ZACCARIA, Manuele
– Nacque in data imprecisata (probabilmente verso la fine degli anni Trenta del secolo XIII) da Fulco e da Iuleta, di famiglia sconosciuta. Appartenne a una famiglia di mercanti genovesi importante e facoltosa, ma poco presente nel panorama politico-istituzionale cittadino.
Manuele Zaccaria è facilmente confondibile con un omonimo parente, figlio di Zaccaria de Castro (ossia uno dei figli di un cugino di Fulco, padre di Manuele), attivo negli stessi anni.

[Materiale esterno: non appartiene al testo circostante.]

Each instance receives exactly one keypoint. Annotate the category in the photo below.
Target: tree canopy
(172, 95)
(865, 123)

Le prime notizie su questo personaggio, che fu molto attivo nella vita economica della città e nel commercio a lungo raggio insieme con il ben più conosciuto fratello Benedetto, datano al 1248, quando la madre Iuleta lo istituì erede con i suoi fratelli. La documentazione della seconda metà del Duecento, specie a partire dagli anni Sessanta, lo mostra principalmente in veste di mercante: risulta spesso socio del fratello Benedetto e già nel 1264 è attestato comproprietario di una nave insieme con quest’ultimo. Negli anni immediatamente successivi si colloca il solo episodio sinora noto di un coinvolgimento di Zaccaria nell’apparato istituzionale del Comune di Genova: nel luglio del 1267 compare tra i consiglieri che firmarono la ratifica degli accordi di pace stipulati qualche mese prima (febbraio) a Tiro, sulla costa orientale del Mediterraneo, tra Genova e i Templari.

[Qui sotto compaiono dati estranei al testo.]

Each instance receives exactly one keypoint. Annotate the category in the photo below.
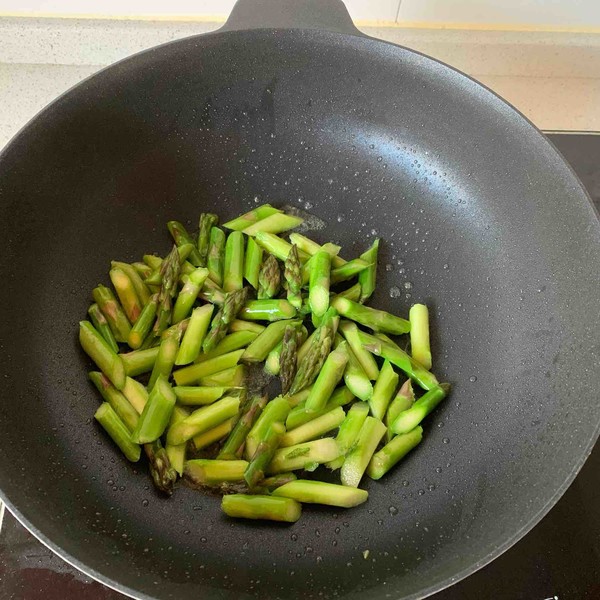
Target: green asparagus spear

Nel Levante, i due Zaccaria avevano forti interessi commerciali che si intensificarono a partire dagli anni Settanta del secolo. Il nome di Manuele è tradizionalmente associato al possedimento di Focea, presso Smirne, il più importante centro di produzione di allume nel mar Mediterraneo, donato agli Zaccaria, probabilmente sempre nel 1267, da Michele VIII Paleologo, al tempo impegnato a consolidare il suo potere a Bisanzio. Il coinvolgimento diretto di Manuele non è però del tutto certo.
È stato infatti ritenuto che l’imperatore avesse concesso la città ai fratelli Benedetto e Manuele (Lopez, 1996, p. 17), ma è possibile che a diventare signore di Focea sia stato un omonimo parente, come parrebbe suggerire sia l’incertezza sulla parentela espressa del cronista Marino Sanudo il Vecchio (Istoria di Romania..., a cura di C. Hopf, 1873, p. 146), e ancora di più la precisazione dello storico Giorgio Pachimere (De Michaele et Andronico..., a cura di I. Bekker, I, 1835, p. 420) che identificò il signore della città levantina con Manuele, figlio di Zaccaria.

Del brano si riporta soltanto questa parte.